Meanwhile, Mr. Haymaker is thinking about being "free." Get it? And having a few years when he doesn't have to pretend, pretend, pretend. He ogles the nurse: "a smooth, pink, graceful creature, with light hair and blue eyes, the kind of eyes and color that of late, and in earlier years, had suggested to him the love time or youth that he had missed."

So far I have also read "McEwen of the Slave Makers", about a fellow who falls asleep and becomes a soldier with a colony of ants and a story with the very unpolitically correct title of "Nigger Jeff" in which a lynch mob is trying to abduct a black man being held by the sheriff.

Well, so much for happy themes that don't quite ever modulate to the major key.

I still need to comment on Sister Carrie, which I finished last weekend on a dark and stormy and chilly night; not quite as cold and stormy as the blizzard that filled New York's streets as George went for a final night in another flophouse and laid down to rest after he turned on the gas.

Hey, remember, they're just novels...


Anonymous Michele Noe said...

Dear Mr. Ewing:

I've enjoyed reading your essays surrounding Dreiser's novels, though I have not read his works.
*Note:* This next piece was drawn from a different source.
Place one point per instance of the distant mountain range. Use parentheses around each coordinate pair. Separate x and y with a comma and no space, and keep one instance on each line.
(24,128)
It's apparent to me that you might have given Dreiser a run for his money if he were a contemporary. I can't help but wonder if Dreiser in today's age would have found himself so consumed with blogging that he might never have been compelled to create his works of fiction.

I think it's admirable that you and others are keeping his works alive through your artful interpretations and colorful metaphors.

To answer your query on what I've been reading: I've just finished a series of books set in contemporary Scotland by a lawyer-professor-author named Alexander McCall Smith. He became well known from a series of books he wrote that were set in Botswana. He was educated and grew up in Zimbabwe. The two books I recently read were 44 Scotland Street (which I read while I was on vacation in Edinburgh) and its sequel, Espresso Tales.

Espresso Tales isn't available in the US yet (only available in the UK until next year). I think it's pay-back for all the Hollywood blockbusters that Britons don't get to enjoy until they've aired for three months in the States.

The two novels I read are very Dickensian, in that they were both serialized and published in Edinburgh's daily newspaper, The Scotsman. Often the author would only be a few days ahead of the paper's daily publishing cycle, so unlike most novel writers, he couldn't go back and rework any previous events that took place in earlier chapters. No rewrites possible!

Thanks for giving me an opportunity to listen to your lively literary voice.